Python environments¶
Python functions often require packages and libraries. For example, the normalized_taxi_trips
function requires pandas 2.2.0
.
Bauplan allows you to express environments and dependencies entirely in code, eliminating the need to build and upload containers for each change. You can specify Python environments and dependencies using the @bauplan.python()
decorator.
Functions in a pipeline are fully containerized in bauplan. This means each function can have its own dependencies without concerns about environment consistency.

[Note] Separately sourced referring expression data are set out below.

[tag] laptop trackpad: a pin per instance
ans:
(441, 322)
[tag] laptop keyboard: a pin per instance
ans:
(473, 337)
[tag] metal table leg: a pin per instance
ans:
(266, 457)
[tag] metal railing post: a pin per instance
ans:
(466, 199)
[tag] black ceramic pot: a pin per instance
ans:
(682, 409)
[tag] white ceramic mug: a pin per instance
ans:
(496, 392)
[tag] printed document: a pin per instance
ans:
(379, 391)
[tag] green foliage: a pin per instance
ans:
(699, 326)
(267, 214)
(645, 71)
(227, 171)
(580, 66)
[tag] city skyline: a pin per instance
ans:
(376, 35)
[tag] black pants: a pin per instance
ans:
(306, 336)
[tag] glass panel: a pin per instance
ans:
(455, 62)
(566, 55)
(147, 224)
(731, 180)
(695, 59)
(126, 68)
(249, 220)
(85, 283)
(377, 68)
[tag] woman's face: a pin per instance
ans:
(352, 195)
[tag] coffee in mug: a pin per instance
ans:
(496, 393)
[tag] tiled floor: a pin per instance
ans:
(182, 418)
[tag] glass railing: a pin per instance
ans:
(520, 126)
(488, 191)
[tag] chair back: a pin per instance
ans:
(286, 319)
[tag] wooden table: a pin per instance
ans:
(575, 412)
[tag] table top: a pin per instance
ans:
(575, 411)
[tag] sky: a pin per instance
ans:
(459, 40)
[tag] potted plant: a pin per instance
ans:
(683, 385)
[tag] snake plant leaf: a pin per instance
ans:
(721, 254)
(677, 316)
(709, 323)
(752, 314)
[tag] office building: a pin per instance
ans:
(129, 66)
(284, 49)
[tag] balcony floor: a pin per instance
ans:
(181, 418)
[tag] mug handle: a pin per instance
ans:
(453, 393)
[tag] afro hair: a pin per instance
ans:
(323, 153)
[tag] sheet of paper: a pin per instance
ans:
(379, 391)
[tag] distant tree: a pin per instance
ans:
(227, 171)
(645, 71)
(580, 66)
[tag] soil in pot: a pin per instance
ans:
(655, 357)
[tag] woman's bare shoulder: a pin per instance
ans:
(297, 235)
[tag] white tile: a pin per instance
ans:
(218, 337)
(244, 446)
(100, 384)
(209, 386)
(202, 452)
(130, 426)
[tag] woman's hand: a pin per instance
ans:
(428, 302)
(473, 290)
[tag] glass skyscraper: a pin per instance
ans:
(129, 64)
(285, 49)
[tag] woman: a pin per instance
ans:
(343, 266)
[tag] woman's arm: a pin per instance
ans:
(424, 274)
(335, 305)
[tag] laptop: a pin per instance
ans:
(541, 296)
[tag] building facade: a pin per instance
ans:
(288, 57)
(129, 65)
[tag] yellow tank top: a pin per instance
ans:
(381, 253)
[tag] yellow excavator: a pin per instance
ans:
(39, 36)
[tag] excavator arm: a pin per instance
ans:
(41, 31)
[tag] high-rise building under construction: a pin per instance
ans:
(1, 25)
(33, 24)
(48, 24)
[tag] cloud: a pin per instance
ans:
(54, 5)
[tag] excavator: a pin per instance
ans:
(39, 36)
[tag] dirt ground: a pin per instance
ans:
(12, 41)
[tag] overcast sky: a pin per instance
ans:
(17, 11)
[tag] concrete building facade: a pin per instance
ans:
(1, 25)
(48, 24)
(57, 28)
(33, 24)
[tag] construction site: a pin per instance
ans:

For example, to change the Pandas version required by normalized_taxi_trips
from 2.2.0
to 1.5.3
, simply modify the decorator:
@bauplan.python('3.11', pip={'pandas': '1.5.3', 'numpy': '1.23.2'})
Run the pipeline again, and the system will handle all necessary adjustments.
Materialization¶
Data pipelines create new tables that can be used downstream by other people and systems. With bauplan, you can create new tables in your data lake in any branch of your data catalog by running a pipeline in a target branch.

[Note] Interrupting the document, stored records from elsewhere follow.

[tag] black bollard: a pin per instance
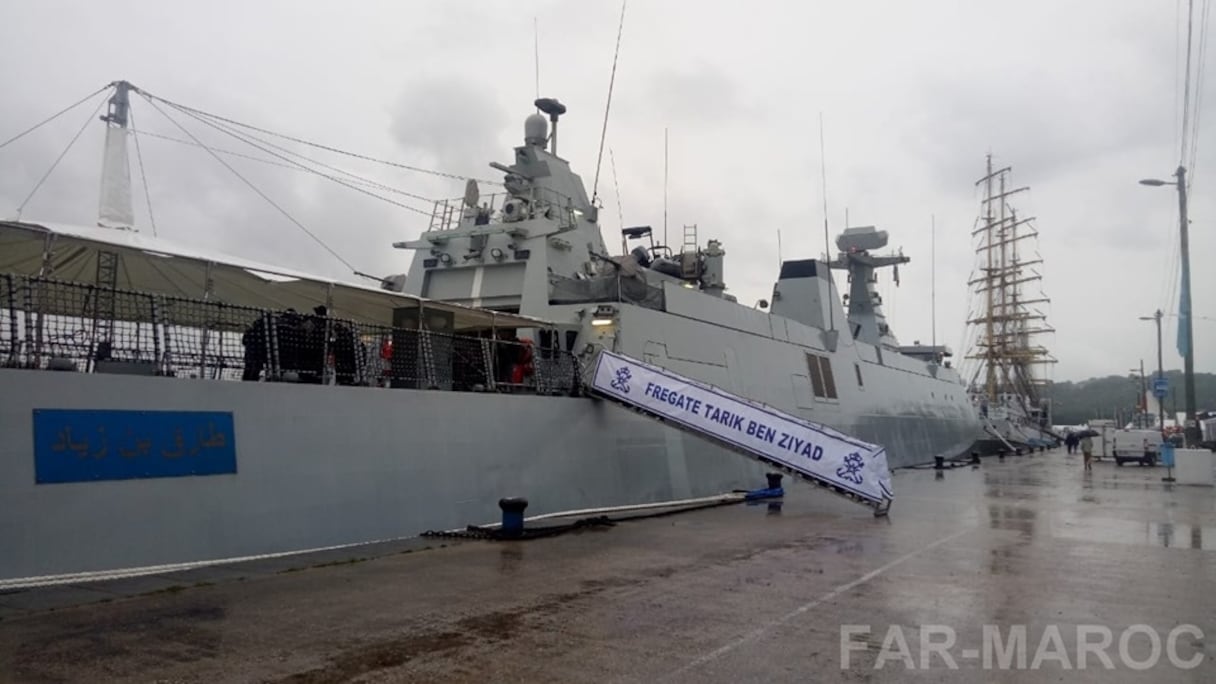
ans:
(512, 516)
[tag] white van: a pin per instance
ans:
(1136, 446)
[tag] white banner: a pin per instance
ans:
(814, 449)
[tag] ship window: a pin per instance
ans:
(828, 380)
(822, 381)
(812, 363)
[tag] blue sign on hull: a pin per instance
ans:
(89, 446)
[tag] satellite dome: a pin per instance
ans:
(535, 129)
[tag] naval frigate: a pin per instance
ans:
(168, 404)
(536, 250)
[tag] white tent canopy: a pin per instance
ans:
(156, 265)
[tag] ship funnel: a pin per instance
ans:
(806, 293)
(535, 130)
(861, 239)
(555, 110)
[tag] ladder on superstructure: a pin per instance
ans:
(688, 262)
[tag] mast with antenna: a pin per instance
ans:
(612, 80)
(827, 242)
(664, 186)
(933, 278)
(536, 54)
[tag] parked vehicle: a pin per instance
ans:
(1136, 446)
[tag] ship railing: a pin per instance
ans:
(57, 325)
(536, 202)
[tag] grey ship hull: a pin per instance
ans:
(888, 399)
(320, 466)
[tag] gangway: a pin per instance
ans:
(848, 466)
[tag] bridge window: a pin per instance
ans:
(822, 381)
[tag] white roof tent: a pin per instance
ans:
(155, 265)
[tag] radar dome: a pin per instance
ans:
(535, 130)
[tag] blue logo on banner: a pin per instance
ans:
(621, 381)
(89, 446)
(851, 467)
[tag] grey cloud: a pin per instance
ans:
(450, 123)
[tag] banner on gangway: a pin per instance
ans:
(817, 450)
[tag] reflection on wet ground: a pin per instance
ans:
(727, 594)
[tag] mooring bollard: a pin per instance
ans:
(512, 515)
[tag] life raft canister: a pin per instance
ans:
(524, 366)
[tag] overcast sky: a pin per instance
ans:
(1080, 97)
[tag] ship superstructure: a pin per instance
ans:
(201, 405)
(538, 251)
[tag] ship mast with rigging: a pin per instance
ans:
(1006, 359)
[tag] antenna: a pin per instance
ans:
(536, 55)
(827, 242)
(620, 213)
(664, 186)
(612, 80)
(933, 275)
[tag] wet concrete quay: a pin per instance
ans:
(726, 594)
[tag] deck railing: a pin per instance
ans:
(71, 326)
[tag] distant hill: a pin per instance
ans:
(1099, 397)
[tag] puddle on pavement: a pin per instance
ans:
(1165, 534)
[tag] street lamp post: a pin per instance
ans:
(1188, 357)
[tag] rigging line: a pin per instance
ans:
(612, 80)
(252, 186)
(1177, 71)
(60, 158)
(620, 213)
(57, 115)
(1186, 85)
(358, 179)
(139, 156)
(827, 242)
(247, 138)
(335, 179)
(536, 55)
(317, 145)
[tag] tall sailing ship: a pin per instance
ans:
(1005, 363)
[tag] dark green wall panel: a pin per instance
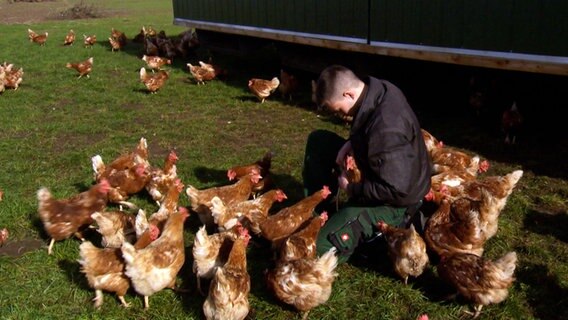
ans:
(521, 26)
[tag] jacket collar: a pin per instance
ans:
(367, 102)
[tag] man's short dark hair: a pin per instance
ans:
(332, 82)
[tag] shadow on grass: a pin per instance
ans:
(547, 297)
(547, 224)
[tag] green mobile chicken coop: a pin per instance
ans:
(522, 35)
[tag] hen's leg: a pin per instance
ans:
(124, 303)
(50, 247)
(98, 299)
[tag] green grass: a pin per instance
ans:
(54, 123)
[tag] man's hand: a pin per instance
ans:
(342, 182)
(340, 159)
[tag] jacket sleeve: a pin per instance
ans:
(389, 178)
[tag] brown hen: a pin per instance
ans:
(84, 67)
(261, 88)
(479, 280)
(67, 217)
(153, 82)
(406, 250)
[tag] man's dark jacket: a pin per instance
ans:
(388, 147)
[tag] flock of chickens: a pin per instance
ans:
(148, 252)
(159, 50)
(464, 217)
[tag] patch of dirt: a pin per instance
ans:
(35, 12)
(18, 248)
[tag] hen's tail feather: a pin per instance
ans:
(192, 194)
(97, 164)
(128, 252)
(43, 194)
(507, 264)
(130, 205)
(141, 223)
(327, 263)
(514, 177)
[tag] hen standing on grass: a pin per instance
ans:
(153, 82)
(156, 267)
(67, 217)
(479, 280)
(230, 287)
(406, 250)
(162, 178)
(89, 41)
(104, 268)
(84, 67)
(229, 194)
(69, 38)
(263, 88)
(155, 62)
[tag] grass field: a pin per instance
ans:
(54, 123)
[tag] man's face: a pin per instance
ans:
(341, 105)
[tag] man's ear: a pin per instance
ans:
(350, 94)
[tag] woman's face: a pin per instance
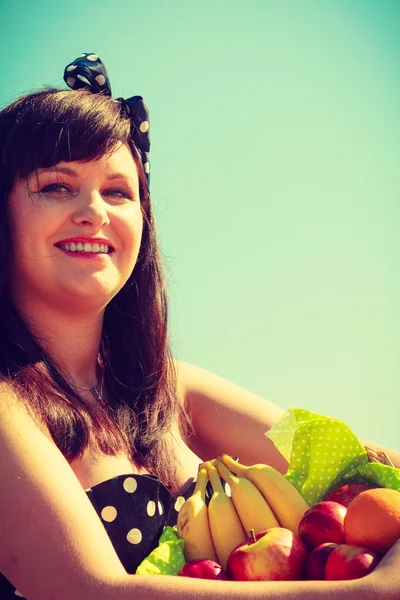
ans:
(62, 220)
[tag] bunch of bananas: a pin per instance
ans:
(260, 498)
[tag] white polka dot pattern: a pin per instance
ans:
(323, 452)
(90, 73)
(83, 78)
(109, 514)
(134, 536)
(151, 508)
(179, 503)
(130, 485)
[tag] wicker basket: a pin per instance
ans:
(381, 457)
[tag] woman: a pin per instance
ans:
(95, 416)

To specify which tables should be materialized in the data catalog, use the materialization_strategy
flag in the @bauplan.model()
decorator. By default (when not set), artifacts will not be materialized. When set to REPLACE
, the decorated model’s output will be materialized as an Iceberg table in the data catalog.
In models.py
, set the materialization_strategy
flag for the normalize_taxi_trip
model to REPLACE
:
@bauplan.model(materialization_strategy='REPLACE') # Other options are 'NONE' or 'APPEND'
Then checkout to your hello_bauplan
branch and run the pipeline:
.. code:: bash
bauplan checkout <YOUR_USERNAME>.hello_bauplan bauplan run
👏👏 Congratulations, you just created a new table by running a pipeline!

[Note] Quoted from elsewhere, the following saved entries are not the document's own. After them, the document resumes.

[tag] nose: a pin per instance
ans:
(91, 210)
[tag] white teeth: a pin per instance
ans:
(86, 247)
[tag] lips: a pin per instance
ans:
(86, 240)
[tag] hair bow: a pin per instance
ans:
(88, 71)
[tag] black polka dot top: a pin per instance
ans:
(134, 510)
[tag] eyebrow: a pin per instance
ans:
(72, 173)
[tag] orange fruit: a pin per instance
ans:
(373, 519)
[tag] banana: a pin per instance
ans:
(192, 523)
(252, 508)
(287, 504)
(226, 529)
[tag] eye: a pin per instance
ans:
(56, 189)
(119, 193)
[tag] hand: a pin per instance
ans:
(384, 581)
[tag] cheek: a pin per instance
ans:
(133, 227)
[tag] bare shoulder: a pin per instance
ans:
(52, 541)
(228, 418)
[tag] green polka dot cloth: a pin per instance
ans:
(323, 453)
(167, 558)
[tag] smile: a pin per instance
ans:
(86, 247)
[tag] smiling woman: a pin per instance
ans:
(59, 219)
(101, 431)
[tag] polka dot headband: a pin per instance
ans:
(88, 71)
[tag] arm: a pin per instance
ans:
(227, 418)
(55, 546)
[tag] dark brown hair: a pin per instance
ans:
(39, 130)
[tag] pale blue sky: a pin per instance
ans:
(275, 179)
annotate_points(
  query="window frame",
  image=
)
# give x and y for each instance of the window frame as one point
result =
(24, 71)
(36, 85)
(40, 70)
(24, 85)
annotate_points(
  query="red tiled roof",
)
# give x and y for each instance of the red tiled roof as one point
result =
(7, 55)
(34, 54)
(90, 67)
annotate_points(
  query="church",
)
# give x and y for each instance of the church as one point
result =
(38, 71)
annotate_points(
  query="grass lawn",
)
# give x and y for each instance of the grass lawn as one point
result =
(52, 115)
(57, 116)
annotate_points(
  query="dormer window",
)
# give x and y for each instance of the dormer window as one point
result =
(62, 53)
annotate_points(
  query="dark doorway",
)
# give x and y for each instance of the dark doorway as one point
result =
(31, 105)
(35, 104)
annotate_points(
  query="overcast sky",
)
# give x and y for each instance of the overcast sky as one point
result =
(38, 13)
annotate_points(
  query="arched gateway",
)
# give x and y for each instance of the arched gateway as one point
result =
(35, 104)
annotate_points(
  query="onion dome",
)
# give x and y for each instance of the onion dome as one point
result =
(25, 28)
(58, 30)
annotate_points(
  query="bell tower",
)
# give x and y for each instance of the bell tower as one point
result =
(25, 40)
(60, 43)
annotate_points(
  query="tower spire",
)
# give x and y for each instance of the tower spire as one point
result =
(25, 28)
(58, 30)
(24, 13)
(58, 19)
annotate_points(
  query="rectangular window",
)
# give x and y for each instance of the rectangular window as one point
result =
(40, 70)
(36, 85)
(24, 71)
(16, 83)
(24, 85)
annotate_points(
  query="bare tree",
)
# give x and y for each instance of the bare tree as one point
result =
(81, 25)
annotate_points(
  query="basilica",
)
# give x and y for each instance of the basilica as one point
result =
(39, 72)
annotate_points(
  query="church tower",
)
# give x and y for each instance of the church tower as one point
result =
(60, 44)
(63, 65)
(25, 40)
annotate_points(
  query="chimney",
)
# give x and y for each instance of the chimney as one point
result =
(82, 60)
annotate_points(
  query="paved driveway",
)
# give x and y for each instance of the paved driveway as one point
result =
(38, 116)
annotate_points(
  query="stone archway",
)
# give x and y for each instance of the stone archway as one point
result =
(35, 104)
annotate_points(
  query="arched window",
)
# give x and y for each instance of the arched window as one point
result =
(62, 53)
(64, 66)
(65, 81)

The table normalize_taxi_trip
was materialized in your branch. You can now inspect the table, query it, or merge it into main
as needed.
Materialization Strategy and Memory Execution¶
In-Memory Execution¶
By default, if no artifacts have the materialization_strategy
flag set, bauplan operates entirely in memory. This approach significantly accelerates execution since the system doesn’t need to persist tables. In-memory execution is particularly efficient for rapid pipeline development and iteration.
Using –dry-run¶
There are two scenarios where you might want to use the --dry-run
flag with bauplan run
:
When artifacts have
materialization_strategy
set but you want to test changes in memoryWhen your active branch is
main
(since materialization inmain
is not permitted)
Note
Materialization is not allowed in the
main
branchAlways use
--dry-run
when working in themain
branch to avoid errorsThe
--dry-run
flag forces in-memory execution regardless ofmaterialization_strategy
settings
SQL models¶
Bauplan supports both SQL and Python, allowing you to combine them in your pipelines. For example, to add an SQL step that computes the top pickup locations for taxi trips in NY:
Create an SQL file named top_pickup_locations.sql
in the pipeline folder with this code:
-- bauplan: materialization_strategy=REPLACE
SELECT
COUNT(pickup_datetime) as number_of_trips,
Borough,
Zone
FROM
bauplan.normalized_taxi_trips
GROUP BY
Borough, Zone
ORDER BY COUNT(pickup_datetime) DESC
Run the pipeline again, and the system will automatically handle the Python-to-SQL transitions. A new table called top_pickup_locations
will appear in your branch.
To inspect and query the table:
bauplan table get bauplan.top_pickup_locations
bauplan query "SELECT * FROM bauplan.top_pickup_locations"
Note
Naming conventions are enforced implicitly in the query (
SELECT ... FROM bauplan.normalized_taxi_trips
)SQL files require a comment specifying materialization strategy
Bauplan uses DuckDB SQL dialect; refer to the DuckDB syntax documentation for details
This concludes our introductory tutorial to bauplan. You should now understand the platform’s core functions, including data branching, running, and querying. For more advanced capabilities and information about using our platform within your stack via our Python SDK, explore our examples section.